Instantly share code, notes, and snippets.

@briatte
Last active August 29, 2015 14:01
Show Gist options
  • Star 0 You must be signed in to star a gist
  • Fork 0 You must be signed in to fork a gist
  • Save briatte/78e8fbb2213f3095911e to your computer and use it in GitHub Desktop.
Save briatte/78e8fbb2213f3095911e to your computer and use it in GitHub Desktop.

Improving access to panel series data for social scientists: the psData package

GitHub repository: https://github.com/rOpenGov/psData

Social scientists have access to many electronically available panel series datasets.
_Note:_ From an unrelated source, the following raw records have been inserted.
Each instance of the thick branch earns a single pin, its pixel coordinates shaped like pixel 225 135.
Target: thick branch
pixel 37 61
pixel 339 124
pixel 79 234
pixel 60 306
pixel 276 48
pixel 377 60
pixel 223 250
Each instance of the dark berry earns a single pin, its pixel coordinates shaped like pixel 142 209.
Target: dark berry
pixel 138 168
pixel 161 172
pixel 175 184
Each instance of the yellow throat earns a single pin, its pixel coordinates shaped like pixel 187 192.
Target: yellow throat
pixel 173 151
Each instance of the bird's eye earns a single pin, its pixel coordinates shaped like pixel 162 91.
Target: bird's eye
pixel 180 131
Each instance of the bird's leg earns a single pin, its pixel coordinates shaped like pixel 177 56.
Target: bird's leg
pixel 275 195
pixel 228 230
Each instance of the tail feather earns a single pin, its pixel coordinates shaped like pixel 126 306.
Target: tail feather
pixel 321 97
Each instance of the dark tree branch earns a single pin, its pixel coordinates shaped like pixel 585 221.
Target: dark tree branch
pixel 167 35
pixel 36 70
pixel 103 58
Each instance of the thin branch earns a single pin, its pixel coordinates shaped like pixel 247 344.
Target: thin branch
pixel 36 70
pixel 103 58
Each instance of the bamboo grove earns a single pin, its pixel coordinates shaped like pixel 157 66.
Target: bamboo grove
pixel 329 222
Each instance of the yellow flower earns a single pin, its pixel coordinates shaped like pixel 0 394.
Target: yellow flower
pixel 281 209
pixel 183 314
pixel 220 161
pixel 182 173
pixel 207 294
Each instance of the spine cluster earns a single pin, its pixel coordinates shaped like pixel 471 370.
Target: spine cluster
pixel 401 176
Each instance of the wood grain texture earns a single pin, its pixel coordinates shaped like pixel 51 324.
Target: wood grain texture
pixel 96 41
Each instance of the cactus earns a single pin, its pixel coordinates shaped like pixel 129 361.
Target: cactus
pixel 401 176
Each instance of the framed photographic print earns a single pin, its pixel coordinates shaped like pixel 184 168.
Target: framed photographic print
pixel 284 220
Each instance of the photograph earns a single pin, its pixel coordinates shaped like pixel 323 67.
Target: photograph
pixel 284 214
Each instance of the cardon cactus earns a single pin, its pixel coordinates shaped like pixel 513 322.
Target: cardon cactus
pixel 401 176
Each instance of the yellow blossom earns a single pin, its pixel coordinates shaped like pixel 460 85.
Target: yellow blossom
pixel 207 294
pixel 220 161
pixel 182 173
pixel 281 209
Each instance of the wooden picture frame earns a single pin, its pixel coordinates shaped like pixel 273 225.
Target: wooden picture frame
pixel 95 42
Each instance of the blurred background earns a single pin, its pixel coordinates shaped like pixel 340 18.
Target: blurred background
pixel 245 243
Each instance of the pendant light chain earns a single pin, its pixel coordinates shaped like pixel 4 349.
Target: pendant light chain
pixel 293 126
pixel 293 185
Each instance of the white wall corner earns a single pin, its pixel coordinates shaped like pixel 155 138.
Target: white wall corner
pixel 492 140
However, downloading, cleaning, and merging them together is time-consuming and error-prone: for example, using Reinhart and Rogoff's data on the fiscal costs of the financial crisis involves downloading, cleaning, and merging 4 Excel files with over 70 individual sheets, one for each country’s data. Furthermore, because such datasets are not bundled in a format that is easy to manipulate, many of them are not updated on a regular basis.

In this talk, we introduce the psData package for the R statistical software. This package is being developed under the rOpenGov framework to solve two problems:

  1. Time wasted by social scientists downloading, cleaning, and transforming commonly used data sets for their own research
  2. Errors introduced by data import and transformation scripts that are written individually and never shared across researchers

The psData package aims to address these problems by distributing easy to use R functions for downloading, cleaning, and merging datasets used by social scientists. The package focuses on panel series data, which are frequently found in political science and macroeconomics. It is hosted on GitHub and can be easily added to and modified by the community, which will allow to fix and patch distributed datasets to all users simultaneously, improving overall data quality.

The team behind this project currently includes NN members from universities in NN countries. NN members will be in Berlin at the time of the conference.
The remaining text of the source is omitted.